Neo-intellectualism is the conditional name given by the author to the ideology whose highest value and starting point is artificial intelligence. This relatively new ideology is analyzed on the basis of the book presenting it – “How to Create a Mind: The Secret of Human Thought Revealed” by the American scientist Ray Kurzwail, 2012. It is analyzed in great detail before arriving at the qualification of the ideology embedded in it as a variant of informational materialism, nourishing the divine self-esteem of man. Insofar as it proceeds from a one-sided understanding of man – hypertrophying his intellect at the expense of everything else, this ersatzreligion is also judged as a threat to the humanist worldview.

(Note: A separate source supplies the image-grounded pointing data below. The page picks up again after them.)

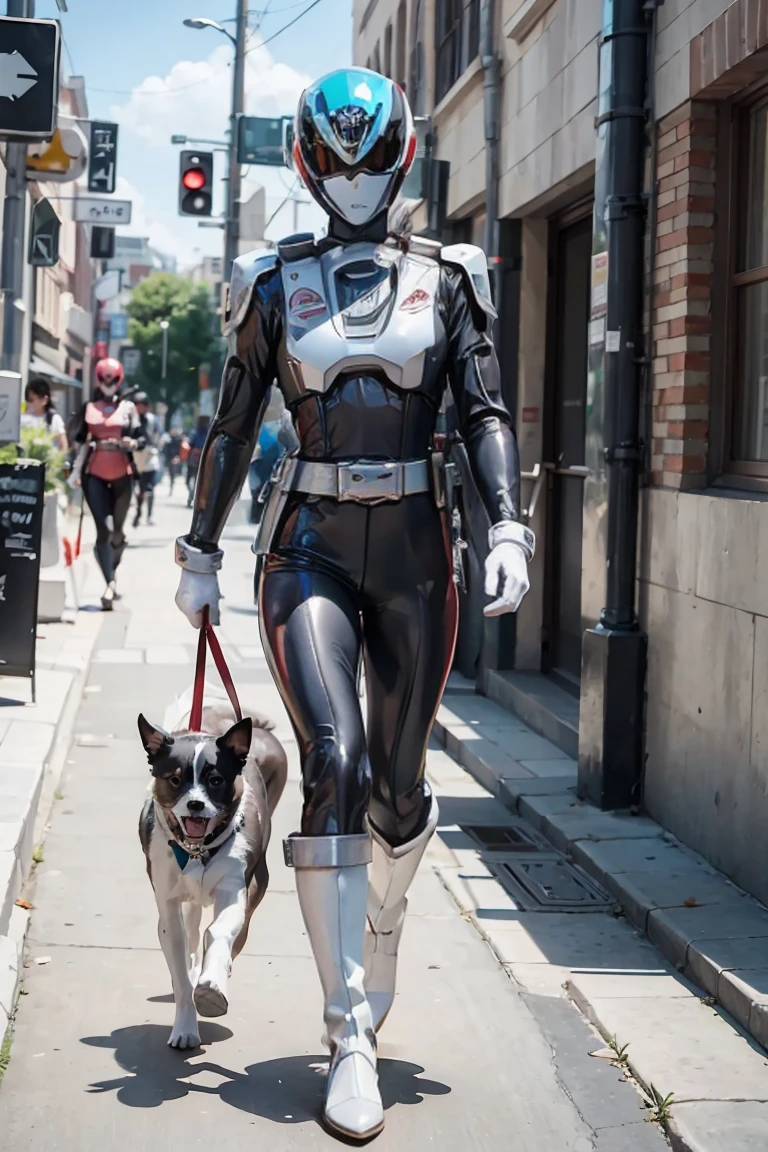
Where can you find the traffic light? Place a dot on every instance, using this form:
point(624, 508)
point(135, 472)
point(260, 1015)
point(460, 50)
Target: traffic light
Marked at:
point(196, 183)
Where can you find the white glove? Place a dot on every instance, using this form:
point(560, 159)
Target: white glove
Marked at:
point(195, 591)
point(507, 570)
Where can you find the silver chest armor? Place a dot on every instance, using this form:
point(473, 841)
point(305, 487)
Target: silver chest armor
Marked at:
point(356, 310)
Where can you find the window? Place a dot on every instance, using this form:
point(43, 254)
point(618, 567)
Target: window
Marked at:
point(746, 453)
point(457, 40)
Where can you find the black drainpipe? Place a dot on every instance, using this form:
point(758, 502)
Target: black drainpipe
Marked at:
point(614, 656)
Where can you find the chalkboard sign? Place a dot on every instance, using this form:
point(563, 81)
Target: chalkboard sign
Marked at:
point(22, 491)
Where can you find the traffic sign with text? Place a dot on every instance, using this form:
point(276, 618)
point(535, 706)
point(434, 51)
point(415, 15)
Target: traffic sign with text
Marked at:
point(103, 159)
point(29, 77)
point(90, 210)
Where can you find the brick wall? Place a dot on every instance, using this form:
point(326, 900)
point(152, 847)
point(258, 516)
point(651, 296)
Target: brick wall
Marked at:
point(682, 296)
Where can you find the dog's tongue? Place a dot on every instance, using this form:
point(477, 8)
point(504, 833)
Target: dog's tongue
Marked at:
point(195, 826)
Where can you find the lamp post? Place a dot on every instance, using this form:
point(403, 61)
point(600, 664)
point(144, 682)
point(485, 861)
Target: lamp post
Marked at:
point(164, 370)
point(232, 229)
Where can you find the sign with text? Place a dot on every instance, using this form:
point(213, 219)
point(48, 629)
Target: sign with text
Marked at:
point(29, 77)
point(131, 358)
point(118, 326)
point(22, 492)
point(103, 158)
point(103, 243)
point(89, 210)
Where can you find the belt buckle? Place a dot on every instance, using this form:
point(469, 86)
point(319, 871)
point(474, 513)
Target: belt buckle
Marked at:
point(371, 483)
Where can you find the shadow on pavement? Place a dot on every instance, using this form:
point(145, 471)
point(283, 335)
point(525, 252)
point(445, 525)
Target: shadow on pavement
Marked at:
point(286, 1090)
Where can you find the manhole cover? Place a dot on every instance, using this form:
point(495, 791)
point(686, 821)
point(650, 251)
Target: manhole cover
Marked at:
point(503, 838)
point(556, 885)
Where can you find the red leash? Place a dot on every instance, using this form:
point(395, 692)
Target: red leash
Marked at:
point(208, 637)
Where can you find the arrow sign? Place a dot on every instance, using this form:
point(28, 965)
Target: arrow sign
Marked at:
point(29, 77)
point(16, 76)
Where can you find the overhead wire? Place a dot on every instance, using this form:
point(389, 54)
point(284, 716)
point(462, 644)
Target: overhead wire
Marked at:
point(185, 88)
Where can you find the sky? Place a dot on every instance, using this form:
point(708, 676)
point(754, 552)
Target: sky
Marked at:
point(154, 77)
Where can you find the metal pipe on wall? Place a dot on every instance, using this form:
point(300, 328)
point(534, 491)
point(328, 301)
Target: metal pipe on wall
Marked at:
point(492, 108)
point(614, 653)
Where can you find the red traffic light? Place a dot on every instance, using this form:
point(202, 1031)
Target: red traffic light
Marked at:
point(194, 179)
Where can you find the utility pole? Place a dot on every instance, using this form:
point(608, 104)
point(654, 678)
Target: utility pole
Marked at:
point(614, 652)
point(14, 227)
point(232, 234)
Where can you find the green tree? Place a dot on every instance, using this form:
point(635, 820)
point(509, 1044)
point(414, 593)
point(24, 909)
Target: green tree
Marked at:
point(192, 340)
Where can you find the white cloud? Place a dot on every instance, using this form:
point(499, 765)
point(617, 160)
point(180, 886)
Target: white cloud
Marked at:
point(194, 99)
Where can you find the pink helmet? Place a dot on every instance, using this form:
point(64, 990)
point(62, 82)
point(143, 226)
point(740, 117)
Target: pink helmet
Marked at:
point(109, 376)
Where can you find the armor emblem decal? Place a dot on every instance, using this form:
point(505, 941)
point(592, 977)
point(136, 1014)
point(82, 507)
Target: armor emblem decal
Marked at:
point(305, 303)
point(417, 300)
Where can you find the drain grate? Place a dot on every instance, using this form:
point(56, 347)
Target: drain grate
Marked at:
point(554, 885)
point(503, 838)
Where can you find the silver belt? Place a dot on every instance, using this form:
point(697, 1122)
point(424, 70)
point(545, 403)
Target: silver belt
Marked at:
point(366, 483)
point(108, 446)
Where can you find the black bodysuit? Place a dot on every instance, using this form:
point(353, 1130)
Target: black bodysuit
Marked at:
point(343, 577)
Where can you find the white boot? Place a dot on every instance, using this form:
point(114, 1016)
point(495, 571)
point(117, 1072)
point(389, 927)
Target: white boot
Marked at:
point(390, 876)
point(332, 880)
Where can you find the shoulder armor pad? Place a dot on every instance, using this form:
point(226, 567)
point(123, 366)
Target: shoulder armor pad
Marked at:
point(421, 245)
point(245, 271)
point(297, 248)
point(473, 264)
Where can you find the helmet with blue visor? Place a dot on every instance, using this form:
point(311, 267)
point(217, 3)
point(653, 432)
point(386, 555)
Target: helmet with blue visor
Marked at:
point(354, 143)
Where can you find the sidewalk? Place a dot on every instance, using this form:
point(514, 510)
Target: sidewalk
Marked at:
point(469, 1060)
point(33, 741)
point(678, 1038)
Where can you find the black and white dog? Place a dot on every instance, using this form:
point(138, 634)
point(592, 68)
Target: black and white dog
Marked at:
point(205, 831)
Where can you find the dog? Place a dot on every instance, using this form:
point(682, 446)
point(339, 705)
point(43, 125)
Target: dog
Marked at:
point(205, 830)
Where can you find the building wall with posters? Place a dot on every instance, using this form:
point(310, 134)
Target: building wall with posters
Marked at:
point(704, 536)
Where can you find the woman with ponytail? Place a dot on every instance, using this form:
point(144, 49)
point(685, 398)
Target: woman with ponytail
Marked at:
point(109, 432)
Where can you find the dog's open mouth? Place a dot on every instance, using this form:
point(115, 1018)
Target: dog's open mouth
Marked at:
point(195, 827)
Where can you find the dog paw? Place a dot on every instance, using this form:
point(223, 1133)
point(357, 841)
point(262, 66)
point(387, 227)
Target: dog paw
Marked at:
point(210, 1000)
point(184, 1033)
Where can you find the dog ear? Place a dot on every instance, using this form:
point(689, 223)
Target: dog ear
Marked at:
point(238, 739)
point(153, 739)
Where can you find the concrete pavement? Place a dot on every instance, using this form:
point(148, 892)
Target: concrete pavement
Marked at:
point(470, 1058)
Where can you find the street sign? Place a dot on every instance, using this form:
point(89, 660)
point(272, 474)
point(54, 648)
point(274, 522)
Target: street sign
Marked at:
point(107, 286)
point(118, 326)
point(131, 361)
point(29, 77)
point(103, 161)
point(22, 494)
point(89, 210)
point(261, 139)
point(103, 243)
point(44, 236)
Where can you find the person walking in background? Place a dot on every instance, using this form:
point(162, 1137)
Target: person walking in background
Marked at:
point(108, 432)
point(42, 412)
point(196, 441)
point(146, 460)
point(170, 449)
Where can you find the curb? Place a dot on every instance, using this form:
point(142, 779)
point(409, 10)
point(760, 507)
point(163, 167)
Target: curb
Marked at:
point(36, 786)
point(716, 944)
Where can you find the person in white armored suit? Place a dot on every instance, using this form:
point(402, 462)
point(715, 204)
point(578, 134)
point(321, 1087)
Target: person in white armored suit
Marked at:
point(362, 332)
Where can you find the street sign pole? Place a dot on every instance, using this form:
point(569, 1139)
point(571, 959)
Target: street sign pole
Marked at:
point(14, 225)
point(232, 233)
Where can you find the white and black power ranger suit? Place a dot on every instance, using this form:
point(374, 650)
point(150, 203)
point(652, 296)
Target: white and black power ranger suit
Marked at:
point(362, 331)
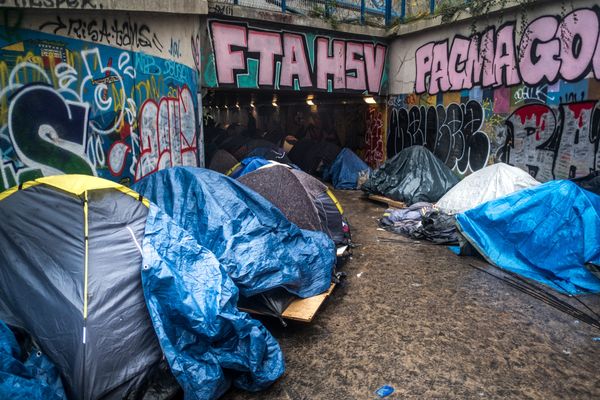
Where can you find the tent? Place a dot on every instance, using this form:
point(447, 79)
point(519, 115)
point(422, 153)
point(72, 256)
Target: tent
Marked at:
point(222, 161)
point(589, 182)
point(304, 200)
point(25, 372)
point(547, 233)
point(250, 164)
point(484, 185)
point(112, 289)
point(313, 156)
point(260, 249)
point(412, 176)
point(269, 153)
point(345, 170)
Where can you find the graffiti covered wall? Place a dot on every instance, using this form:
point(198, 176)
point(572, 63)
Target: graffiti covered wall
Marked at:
point(114, 97)
point(525, 96)
point(240, 55)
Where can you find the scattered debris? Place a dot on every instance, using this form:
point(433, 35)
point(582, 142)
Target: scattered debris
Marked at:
point(384, 391)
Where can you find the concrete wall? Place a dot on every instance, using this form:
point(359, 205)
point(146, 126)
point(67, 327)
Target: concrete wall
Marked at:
point(520, 91)
point(110, 93)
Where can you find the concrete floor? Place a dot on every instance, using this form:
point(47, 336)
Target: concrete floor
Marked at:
point(420, 319)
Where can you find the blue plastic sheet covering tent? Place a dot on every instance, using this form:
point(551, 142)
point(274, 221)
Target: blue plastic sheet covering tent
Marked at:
point(32, 378)
point(344, 171)
point(192, 302)
point(546, 233)
point(255, 243)
point(250, 164)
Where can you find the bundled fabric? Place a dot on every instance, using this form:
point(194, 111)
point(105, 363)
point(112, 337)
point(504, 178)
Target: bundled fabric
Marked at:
point(255, 243)
point(412, 176)
point(345, 171)
point(547, 233)
point(26, 374)
point(437, 227)
point(301, 198)
point(71, 276)
point(405, 221)
point(421, 221)
point(589, 182)
point(484, 185)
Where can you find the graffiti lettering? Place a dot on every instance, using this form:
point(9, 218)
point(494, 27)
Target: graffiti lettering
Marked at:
point(79, 113)
point(551, 48)
point(115, 32)
point(553, 143)
point(175, 48)
point(374, 138)
point(220, 9)
point(284, 61)
point(79, 4)
point(452, 133)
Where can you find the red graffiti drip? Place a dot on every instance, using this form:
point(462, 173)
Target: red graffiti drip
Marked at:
point(542, 128)
point(578, 108)
point(125, 131)
point(534, 110)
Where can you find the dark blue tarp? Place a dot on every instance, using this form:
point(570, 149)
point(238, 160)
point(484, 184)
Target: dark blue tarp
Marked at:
point(255, 243)
point(192, 301)
point(344, 171)
point(248, 165)
point(34, 378)
point(546, 233)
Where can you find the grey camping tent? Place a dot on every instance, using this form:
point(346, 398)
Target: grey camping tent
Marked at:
point(99, 335)
point(304, 200)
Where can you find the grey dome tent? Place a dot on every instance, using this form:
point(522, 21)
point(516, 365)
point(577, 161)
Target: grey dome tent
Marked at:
point(100, 335)
point(304, 200)
point(411, 176)
point(122, 300)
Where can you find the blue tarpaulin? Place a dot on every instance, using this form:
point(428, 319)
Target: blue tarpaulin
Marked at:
point(546, 233)
point(248, 165)
point(192, 302)
point(344, 171)
point(34, 378)
point(252, 239)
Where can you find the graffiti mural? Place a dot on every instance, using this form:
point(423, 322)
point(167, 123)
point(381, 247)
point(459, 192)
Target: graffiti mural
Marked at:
point(70, 106)
point(453, 133)
point(374, 153)
point(552, 48)
point(553, 142)
point(248, 57)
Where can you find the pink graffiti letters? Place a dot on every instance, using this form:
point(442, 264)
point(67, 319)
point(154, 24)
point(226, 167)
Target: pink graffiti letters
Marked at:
point(551, 48)
point(286, 60)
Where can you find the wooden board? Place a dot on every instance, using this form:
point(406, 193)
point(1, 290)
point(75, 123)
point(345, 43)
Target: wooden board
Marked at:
point(304, 310)
point(388, 201)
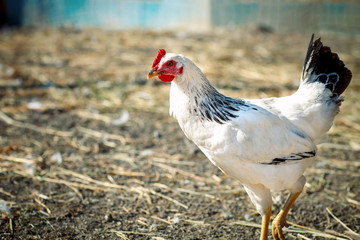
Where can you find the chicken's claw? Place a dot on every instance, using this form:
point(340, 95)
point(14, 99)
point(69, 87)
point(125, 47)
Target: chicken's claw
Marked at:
point(278, 223)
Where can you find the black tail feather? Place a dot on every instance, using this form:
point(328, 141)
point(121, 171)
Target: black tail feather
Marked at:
point(321, 65)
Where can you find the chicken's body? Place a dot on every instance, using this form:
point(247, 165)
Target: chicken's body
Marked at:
point(266, 144)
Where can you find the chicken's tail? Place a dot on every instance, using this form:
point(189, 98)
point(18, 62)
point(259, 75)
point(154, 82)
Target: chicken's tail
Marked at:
point(323, 66)
point(323, 79)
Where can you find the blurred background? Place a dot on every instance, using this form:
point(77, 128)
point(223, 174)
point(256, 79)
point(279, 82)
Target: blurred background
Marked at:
point(201, 15)
point(87, 147)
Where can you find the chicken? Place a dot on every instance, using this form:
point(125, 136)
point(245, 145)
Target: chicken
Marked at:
point(264, 143)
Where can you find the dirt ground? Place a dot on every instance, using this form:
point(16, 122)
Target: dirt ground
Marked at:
point(88, 150)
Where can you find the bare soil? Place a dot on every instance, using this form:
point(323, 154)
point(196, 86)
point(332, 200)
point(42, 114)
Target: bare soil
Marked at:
point(88, 151)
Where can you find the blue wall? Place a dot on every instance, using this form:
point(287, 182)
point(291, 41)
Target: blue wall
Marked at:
point(279, 15)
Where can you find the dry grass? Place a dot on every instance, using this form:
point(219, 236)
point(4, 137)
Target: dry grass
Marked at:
point(88, 150)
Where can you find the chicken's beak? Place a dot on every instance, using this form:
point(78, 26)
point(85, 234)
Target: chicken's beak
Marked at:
point(152, 74)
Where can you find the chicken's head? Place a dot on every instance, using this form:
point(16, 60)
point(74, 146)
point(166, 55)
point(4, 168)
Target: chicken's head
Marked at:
point(166, 66)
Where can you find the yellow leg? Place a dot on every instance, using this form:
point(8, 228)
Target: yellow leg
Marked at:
point(280, 220)
point(265, 225)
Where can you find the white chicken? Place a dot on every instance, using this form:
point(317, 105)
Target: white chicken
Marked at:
point(265, 143)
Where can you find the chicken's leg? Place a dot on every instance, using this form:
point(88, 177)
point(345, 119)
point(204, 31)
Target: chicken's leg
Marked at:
point(265, 224)
point(280, 220)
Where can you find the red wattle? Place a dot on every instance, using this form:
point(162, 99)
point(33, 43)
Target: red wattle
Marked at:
point(166, 78)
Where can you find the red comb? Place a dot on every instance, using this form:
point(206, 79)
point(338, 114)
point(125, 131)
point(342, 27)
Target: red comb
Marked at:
point(157, 60)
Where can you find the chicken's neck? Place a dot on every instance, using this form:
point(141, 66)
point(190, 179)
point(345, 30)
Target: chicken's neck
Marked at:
point(192, 97)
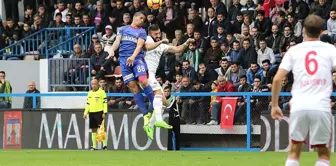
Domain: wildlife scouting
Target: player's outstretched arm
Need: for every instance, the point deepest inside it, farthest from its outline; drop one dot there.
(151, 46)
(180, 48)
(115, 46)
(276, 88)
(87, 108)
(140, 45)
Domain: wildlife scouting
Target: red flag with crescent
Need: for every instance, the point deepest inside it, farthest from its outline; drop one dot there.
(228, 111)
(268, 4)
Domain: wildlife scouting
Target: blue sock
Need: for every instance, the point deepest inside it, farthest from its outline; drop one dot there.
(141, 103)
(149, 93)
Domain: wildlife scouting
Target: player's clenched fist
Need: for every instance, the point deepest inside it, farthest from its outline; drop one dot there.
(130, 61)
(276, 113)
(190, 40)
(165, 41)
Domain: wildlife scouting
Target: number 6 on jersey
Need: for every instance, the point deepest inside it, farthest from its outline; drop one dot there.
(311, 63)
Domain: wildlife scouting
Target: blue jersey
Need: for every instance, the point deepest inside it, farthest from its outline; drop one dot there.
(129, 40)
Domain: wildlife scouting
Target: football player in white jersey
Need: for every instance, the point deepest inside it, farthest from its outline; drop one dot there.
(152, 59)
(311, 63)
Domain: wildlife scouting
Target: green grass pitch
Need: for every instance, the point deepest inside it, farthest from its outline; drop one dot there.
(146, 158)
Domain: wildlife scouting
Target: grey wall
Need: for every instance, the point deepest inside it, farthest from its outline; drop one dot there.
(19, 74)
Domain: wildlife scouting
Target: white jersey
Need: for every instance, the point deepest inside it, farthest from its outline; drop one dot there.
(311, 63)
(152, 57)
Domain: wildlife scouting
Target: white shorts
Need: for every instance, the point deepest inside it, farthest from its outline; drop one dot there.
(153, 82)
(318, 124)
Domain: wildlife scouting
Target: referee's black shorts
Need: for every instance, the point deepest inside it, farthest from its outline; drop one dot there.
(95, 119)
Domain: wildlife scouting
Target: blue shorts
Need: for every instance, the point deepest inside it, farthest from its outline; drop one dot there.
(131, 73)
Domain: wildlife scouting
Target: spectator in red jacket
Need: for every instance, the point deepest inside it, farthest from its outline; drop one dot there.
(224, 86)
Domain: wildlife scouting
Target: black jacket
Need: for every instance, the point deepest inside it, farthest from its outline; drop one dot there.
(28, 101)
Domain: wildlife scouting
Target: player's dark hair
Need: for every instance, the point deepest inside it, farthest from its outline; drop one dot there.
(179, 73)
(266, 61)
(153, 27)
(257, 77)
(119, 78)
(247, 40)
(313, 26)
(260, 12)
(236, 41)
(254, 63)
(262, 40)
(243, 76)
(291, 14)
(333, 10)
(186, 61)
(235, 63)
(77, 15)
(167, 87)
(137, 14)
(201, 64)
(59, 14)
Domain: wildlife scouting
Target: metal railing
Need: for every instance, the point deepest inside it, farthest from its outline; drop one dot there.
(69, 72)
(49, 42)
(250, 110)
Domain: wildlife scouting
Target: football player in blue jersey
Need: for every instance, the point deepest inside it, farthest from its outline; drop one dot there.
(131, 43)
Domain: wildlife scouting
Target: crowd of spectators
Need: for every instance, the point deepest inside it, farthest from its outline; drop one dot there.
(237, 47)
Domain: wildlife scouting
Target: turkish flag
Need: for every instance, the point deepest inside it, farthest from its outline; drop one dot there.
(268, 4)
(228, 111)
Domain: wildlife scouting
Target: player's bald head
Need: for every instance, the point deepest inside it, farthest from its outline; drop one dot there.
(313, 26)
(138, 14)
(94, 84)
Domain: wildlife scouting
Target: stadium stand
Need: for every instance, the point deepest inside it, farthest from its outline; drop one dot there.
(238, 47)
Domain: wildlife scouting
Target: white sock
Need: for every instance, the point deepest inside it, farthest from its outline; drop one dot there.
(157, 105)
(152, 120)
(322, 162)
(291, 162)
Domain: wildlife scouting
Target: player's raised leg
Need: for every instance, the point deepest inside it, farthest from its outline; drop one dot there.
(298, 131)
(158, 101)
(321, 135)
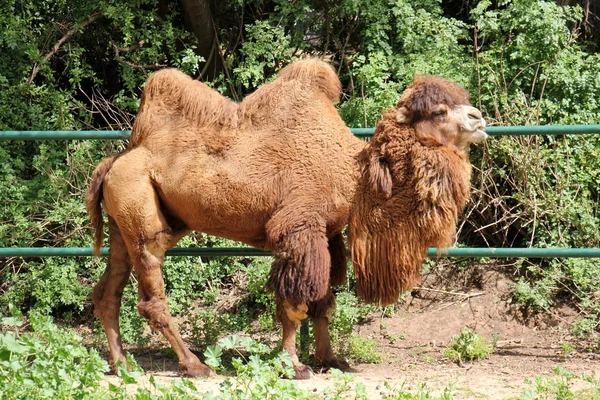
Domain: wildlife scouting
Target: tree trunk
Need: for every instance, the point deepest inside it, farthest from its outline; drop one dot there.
(199, 18)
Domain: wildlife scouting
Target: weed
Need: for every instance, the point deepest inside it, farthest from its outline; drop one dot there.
(468, 346)
(363, 350)
(422, 393)
(47, 363)
(560, 387)
(566, 349)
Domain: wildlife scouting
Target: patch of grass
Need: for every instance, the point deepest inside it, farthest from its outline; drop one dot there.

Two other technoreligions – “technohumanism” and “dataism”(“religion of data”) – the fruit of the growing addiction to information and communication technologies, are presented based on Yuval Noah Harari‘s book “Homo Deus: A Brief History of Tomorrow”, 2015. Their common ideological essence is called informatism, forming a simplified picture of the world and of man.
The core of the third section – “Ideological effects of technoscientific “worldviews” – is the precise philosophical analysis of the phenomena described so far. Dobrin Todorov is not the first time dealing with these characteristics of our time and not the first time he has highlighted the alarming consequences of them in relation to human existence – the loss of the meaning of life, the tendency towards dehumanization, social upheavals – exclusion and marginalization of large groups of people, etc. The study concludes with a call to the people of the spirit to continue to uphold the ideals of humanism, revealing the new problematic situations in which man has found himself and offering strategies to deal with them.
The credit for the elegant layout of Dobrin Todorov‘s book goes to the humanitarian publishing house “Paradigma”.